For instance, for the “Tissue engineering” topic, you get:
Overview – Introduction to tissue engineering, its significance, and medical applications.
Commercial Applications – Real-world uses in wound care, implants, organoids, biomaterials, and grafting.
Scientific Impact – Research influence, publication trends, and relevance across medical fields.
Latest Publications – Recent studies and key findings from top academic journals.
Top Papers (2022-2024) – Most influential research papers driving advancements.
Leading Researchers – Profiles of top contributors based on citations and publications.
Top Companies & Patents – Industry leaders, innovations, and key patents.
Leading Universities – Top institutions actively researching tissue engineering.
Related Topics – Connected fields like bioprinting, scaffold fabrication, and organ engineering.
Lot more features in Scientifiq.AI
There are a lot more features in Scientifiq.AI — but that’s for another day.

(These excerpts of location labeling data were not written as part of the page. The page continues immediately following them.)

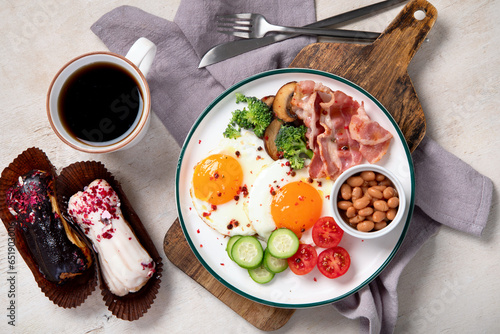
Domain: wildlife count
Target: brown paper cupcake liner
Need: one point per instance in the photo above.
(75, 178)
(73, 292)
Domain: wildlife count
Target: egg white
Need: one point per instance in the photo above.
(273, 177)
(252, 158)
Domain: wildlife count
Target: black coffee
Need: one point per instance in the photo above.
(99, 102)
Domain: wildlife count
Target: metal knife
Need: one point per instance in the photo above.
(234, 48)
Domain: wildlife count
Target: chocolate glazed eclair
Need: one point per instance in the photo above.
(57, 250)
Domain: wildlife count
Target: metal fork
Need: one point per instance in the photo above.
(249, 25)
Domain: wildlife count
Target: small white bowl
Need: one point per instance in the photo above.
(335, 198)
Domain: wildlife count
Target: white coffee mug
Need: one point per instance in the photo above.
(136, 64)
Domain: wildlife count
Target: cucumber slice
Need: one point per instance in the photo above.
(230, 244)
(260, 274)
(283, 243)
(247, 252)
(273, 264)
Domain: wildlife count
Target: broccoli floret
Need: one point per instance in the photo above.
(231, 132)
(291, 141)
(256, 117)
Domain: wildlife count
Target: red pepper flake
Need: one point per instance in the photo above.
(108, 234)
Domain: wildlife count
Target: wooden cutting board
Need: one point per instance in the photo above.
(381, 69)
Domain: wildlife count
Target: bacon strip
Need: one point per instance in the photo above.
(340, 133)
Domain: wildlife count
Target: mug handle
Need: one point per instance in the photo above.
(142, 54)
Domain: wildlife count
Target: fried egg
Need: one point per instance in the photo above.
(282, 197)
(222, 181)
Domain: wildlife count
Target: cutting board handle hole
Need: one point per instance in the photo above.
(420, 14)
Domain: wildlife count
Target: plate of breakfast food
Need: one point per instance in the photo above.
(295, 188)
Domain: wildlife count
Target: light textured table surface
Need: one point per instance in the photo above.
(451, 286)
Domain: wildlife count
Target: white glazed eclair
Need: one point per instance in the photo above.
(125, 264)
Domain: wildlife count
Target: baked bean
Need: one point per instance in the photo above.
(381, 188)
(356, 219)
(361, 203)
(389, 192)
(391, 214)
(366, 211)
(355, 181)
(393, 202)
(380, 205)
(368, 175)
(346, 191)
(369, 200)
(385, 182)
(378, 216)
(375, 193)
(350, 212)
(344, 205)
(365, 226)
(357, 192)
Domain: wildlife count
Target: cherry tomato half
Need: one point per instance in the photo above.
(304, 260)
(326, 233)
(334, 262)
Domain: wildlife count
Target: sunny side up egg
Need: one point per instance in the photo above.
(282, 197)
(223, 180)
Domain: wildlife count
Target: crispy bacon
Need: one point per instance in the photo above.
(340, 133)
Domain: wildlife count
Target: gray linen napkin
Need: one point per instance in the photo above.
(180, 91)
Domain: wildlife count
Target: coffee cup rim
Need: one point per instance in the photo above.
(115, 146)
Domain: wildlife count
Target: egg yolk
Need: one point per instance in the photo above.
(296, 206)
(217, 179)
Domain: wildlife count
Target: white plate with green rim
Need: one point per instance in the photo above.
(287, 290)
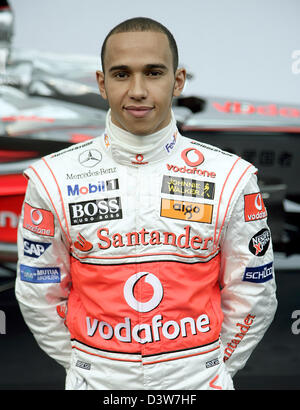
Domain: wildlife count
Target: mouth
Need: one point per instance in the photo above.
(138, 111)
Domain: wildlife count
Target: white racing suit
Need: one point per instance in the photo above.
(145, 270)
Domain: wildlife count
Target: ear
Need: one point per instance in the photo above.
(101, 85)
(180, 77)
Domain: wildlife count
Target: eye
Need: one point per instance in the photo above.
(154, 73)
(121, 75)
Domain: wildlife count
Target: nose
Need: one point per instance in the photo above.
(137, 88)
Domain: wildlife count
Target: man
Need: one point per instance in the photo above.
(145, 257)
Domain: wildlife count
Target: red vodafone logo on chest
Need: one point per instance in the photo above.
(192, 157)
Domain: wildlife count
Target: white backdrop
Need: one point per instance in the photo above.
(241, 49)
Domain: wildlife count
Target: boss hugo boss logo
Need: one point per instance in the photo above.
(259, 243)
(103, 209)
(187, 211)
(100, 186)
(90, 158)
(188, 187)
(147, 332)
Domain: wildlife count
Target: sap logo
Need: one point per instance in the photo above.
(35, 249)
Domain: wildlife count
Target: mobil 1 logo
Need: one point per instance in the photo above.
(104, 209)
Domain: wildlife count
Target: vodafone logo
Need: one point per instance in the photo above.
(139, 160)
(36, 216)
(129, 292)
(254, 209)
(39, 221)
(258, 202)
(156, 328)
(192, 157)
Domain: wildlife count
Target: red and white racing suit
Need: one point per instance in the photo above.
(146, 267)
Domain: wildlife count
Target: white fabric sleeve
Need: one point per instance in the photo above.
(248, 294)
(43, 279)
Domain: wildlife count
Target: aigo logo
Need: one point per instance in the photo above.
(129, 292)
(192, 157)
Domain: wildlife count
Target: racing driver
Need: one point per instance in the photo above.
(145, 259)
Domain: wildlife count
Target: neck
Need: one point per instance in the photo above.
(139, 142)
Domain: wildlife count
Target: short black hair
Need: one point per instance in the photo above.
(142, 24)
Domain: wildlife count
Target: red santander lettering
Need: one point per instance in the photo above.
(145, 238)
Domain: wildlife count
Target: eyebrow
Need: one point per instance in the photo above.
(147, 66)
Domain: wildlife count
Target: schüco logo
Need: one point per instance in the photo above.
(147, 332)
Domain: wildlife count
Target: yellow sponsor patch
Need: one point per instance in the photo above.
(186, 211)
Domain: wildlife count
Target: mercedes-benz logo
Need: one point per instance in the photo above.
(90, 158)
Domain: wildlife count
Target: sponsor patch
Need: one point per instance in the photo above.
(259, 274)
(212, 363)
(104, 209)
(188, 187)
(254, 207)
(186, 211)
(90, 158)
(100, 186)
(39, 275)
(38, 220)
(171, 144)
(192, 157)
(259, 243)
(35, 249)
(83, 365)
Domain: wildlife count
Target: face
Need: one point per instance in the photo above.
(139, 81)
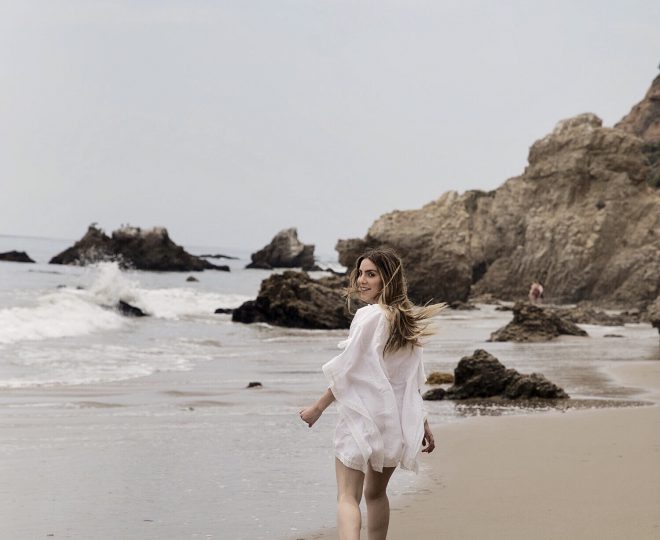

Remember to try Scientifiq.AI.
The End
OK, that’s it for today’s deep dive into the Business of Science. But we’ve only scratched the surface of how AI and data-driven approaches are transforming deep tech commercialization. If you’re curious to explore more, check out Scientifiq.AI—or let me know what challenges you see in bridging the gap between research and commercialization.
You’ll also notice that most articles are co-authored with a mix of multiple faculty and students.
We leverage data from RelianceOnScience to match articles to their patent citations.
Note: We’ve also made our data available for research in the spirit of open science. In the coming months, we hope to release worldwide data on the commercial potential of millions of papers.